Properties that can be configured for the HANA R-Bagging Classification algorithm.

Overview:
The Bagging algorithm, also known as “Bootstrap aggregating”, is a popular ensemble method that can be applied for classification tasks. The algorithm creates random subsets of the original dataset and performs classification on each subset. The predicted values from the classifier are aggregated to form the final prediction. This ensemble method is designed to improve the accuracy and robustness of single classification algorithm on business datasets.

The R packages that implement the algorithm are adabag and rpart.

Note

In the component, the decision tree method is selected as the classification algorithm.

Note

When the column names contain the hyphen symbol (-), use the Data Type component to re-define the column name.

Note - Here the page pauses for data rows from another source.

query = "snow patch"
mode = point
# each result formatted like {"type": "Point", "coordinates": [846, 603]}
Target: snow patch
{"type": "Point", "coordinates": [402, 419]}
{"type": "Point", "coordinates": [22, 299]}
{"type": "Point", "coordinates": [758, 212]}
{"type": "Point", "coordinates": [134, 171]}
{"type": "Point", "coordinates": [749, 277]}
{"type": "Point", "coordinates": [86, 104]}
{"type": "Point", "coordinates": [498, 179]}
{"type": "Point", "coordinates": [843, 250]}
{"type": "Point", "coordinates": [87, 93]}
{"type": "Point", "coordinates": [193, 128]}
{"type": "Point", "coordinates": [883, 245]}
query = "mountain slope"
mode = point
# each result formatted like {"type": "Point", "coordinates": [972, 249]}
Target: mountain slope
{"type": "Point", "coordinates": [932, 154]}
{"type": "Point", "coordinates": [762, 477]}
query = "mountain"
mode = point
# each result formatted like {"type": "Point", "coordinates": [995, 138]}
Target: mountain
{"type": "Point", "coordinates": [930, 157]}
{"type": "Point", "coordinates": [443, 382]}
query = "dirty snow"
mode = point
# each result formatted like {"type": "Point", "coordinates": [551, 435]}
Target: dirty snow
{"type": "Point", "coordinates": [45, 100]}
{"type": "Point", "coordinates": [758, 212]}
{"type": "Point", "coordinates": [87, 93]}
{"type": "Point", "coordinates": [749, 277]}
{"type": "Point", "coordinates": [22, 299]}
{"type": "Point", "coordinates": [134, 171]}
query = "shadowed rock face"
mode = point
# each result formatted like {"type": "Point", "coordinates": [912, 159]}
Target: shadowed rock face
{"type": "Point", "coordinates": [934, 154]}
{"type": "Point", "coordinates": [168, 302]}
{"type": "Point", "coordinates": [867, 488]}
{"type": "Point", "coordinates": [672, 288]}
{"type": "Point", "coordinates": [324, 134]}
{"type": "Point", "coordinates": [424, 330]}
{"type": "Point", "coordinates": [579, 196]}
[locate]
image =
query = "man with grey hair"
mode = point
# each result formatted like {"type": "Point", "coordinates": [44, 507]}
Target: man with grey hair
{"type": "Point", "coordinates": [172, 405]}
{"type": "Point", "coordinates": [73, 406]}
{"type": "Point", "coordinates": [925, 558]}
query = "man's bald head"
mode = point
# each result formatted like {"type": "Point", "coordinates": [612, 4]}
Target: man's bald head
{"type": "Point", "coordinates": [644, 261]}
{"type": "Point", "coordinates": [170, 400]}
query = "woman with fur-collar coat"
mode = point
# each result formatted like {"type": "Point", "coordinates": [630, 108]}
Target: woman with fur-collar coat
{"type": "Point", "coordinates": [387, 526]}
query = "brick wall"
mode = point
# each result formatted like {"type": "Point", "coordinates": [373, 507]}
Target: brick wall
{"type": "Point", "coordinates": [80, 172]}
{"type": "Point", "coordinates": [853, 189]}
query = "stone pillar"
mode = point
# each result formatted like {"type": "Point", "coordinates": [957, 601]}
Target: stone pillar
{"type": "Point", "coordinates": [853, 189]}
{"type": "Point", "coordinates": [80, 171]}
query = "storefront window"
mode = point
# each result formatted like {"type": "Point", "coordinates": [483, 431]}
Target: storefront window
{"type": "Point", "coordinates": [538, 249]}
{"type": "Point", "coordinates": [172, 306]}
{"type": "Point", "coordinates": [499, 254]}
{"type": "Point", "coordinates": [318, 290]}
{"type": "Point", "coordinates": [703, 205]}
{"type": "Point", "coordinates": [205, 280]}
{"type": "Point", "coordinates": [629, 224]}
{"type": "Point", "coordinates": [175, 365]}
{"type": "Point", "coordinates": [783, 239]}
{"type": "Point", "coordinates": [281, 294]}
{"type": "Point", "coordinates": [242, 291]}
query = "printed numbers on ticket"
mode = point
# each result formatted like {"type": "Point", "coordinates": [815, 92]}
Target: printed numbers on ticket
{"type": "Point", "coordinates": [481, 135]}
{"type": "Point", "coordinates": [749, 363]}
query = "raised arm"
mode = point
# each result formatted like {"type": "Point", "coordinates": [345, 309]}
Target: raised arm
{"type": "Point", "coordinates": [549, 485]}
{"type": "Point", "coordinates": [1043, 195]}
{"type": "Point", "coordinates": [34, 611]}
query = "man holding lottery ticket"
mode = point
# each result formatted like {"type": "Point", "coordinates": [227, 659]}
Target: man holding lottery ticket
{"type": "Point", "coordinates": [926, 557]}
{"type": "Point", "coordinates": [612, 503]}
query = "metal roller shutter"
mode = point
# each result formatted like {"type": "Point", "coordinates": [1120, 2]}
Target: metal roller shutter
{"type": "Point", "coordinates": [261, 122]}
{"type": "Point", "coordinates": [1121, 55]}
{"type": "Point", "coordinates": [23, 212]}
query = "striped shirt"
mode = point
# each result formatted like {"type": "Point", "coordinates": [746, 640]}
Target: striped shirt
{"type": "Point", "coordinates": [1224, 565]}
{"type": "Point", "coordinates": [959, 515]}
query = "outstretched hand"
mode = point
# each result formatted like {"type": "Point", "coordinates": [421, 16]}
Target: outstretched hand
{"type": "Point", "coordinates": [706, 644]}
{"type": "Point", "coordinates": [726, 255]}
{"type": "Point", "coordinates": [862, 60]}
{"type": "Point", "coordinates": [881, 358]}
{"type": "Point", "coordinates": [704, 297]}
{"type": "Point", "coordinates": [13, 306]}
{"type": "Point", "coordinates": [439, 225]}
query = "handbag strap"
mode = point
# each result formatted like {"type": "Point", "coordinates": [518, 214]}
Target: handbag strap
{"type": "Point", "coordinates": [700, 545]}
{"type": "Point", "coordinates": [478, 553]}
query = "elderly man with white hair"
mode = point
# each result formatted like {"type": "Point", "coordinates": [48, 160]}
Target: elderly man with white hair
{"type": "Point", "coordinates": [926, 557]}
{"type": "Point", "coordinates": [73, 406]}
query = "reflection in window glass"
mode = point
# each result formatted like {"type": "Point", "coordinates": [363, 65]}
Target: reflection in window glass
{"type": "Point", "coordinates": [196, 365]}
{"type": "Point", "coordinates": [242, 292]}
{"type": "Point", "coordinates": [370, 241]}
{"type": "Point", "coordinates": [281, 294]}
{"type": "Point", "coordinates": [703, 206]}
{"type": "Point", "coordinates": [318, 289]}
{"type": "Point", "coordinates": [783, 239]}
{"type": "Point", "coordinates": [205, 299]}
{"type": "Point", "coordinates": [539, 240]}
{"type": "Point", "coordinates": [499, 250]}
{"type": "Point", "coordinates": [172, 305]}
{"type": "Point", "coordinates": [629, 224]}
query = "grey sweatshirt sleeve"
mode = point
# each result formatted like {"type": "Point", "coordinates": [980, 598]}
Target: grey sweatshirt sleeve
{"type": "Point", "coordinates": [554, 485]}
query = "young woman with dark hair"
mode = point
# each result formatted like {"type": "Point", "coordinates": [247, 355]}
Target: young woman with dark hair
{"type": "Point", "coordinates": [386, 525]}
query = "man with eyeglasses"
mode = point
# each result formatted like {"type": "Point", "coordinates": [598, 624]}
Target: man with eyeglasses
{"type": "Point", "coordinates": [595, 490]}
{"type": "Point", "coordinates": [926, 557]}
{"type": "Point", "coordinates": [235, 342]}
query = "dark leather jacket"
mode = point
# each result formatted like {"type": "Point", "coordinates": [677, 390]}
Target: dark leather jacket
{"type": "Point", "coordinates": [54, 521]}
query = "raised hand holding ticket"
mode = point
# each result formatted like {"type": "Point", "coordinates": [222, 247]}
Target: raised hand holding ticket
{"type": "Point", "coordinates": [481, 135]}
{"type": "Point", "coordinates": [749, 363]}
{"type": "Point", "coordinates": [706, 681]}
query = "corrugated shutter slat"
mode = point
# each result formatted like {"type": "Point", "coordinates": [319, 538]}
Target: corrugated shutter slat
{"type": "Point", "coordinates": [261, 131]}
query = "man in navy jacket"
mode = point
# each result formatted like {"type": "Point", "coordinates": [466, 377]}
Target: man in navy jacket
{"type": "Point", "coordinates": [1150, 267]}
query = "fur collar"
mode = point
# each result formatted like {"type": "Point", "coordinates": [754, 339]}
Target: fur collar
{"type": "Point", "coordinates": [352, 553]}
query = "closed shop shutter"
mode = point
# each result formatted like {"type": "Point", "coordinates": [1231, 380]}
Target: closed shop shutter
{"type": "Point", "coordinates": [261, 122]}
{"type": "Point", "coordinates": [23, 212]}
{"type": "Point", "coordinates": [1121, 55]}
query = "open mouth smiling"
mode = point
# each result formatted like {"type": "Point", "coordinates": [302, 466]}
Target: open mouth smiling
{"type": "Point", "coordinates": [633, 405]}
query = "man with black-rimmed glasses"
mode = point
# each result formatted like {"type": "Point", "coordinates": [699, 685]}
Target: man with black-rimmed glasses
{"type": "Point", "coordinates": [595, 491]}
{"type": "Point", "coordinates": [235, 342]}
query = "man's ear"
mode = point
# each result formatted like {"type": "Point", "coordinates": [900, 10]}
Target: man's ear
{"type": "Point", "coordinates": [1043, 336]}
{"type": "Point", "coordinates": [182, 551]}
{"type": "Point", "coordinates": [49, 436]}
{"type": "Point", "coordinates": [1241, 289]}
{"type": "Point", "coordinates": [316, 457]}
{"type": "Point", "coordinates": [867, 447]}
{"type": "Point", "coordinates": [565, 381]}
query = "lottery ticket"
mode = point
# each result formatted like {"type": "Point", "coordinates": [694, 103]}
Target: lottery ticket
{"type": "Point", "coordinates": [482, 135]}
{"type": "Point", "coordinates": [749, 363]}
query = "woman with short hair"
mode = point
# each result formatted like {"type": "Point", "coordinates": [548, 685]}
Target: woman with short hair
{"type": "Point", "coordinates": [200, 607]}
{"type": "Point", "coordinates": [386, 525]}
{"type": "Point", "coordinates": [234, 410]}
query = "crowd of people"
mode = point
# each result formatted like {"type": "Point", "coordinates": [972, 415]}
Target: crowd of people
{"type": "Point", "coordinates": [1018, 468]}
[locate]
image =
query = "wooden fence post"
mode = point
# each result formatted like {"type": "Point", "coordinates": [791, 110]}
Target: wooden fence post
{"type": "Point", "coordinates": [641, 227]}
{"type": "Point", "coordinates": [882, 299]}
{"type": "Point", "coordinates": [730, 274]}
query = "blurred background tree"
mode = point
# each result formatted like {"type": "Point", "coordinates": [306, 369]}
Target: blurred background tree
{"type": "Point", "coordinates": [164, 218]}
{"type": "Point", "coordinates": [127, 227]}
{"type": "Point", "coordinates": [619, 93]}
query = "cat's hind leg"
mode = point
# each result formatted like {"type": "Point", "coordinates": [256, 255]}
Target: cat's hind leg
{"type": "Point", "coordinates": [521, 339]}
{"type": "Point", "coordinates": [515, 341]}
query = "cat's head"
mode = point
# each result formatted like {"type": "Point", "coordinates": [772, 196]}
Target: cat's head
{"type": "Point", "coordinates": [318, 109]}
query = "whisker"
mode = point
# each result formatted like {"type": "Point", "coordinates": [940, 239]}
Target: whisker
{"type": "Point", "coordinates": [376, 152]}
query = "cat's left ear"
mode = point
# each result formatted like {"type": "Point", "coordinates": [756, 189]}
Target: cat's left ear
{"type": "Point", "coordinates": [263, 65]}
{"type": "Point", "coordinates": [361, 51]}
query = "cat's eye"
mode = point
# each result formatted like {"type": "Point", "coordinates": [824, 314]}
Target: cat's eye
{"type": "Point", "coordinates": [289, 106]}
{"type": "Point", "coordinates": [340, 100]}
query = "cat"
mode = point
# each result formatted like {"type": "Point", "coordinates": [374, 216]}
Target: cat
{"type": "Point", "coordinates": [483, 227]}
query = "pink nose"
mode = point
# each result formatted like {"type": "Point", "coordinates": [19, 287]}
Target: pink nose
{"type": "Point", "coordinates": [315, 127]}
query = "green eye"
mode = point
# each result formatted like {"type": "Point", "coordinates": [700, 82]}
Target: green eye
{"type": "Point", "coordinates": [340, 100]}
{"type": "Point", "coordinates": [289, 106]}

HANA R-Bagging Classification Properties
Table 1: Algorithm Properties
Property Description
Maximum Depth Enter the maximum node level in the final tree with the root node counted as level 0. This parameter can be set between 1 and 20 inclusive.
Minimum Split Enter the minimum number of observations required for splitting a node. The default value is 0. The parameter can be set between 0 and 500 inclusive.
Complexity Parameter Enter the complexity parameter, which saves computing time by preventing any split that does not improve the fit. The value for the parameter must be between [-1, 1), which is equal to or more than -1 and less than 1.
Number of Trees to Use Number of trees used in the forest of a decision tree algorithm. The decision tree algorithm is used for bagging. The parameter can be set between 5 and 500 inclusive.
Features Select the input columns with which you want to perform the analysis.
Target Columns Select the target column on which you want to perform the analysis.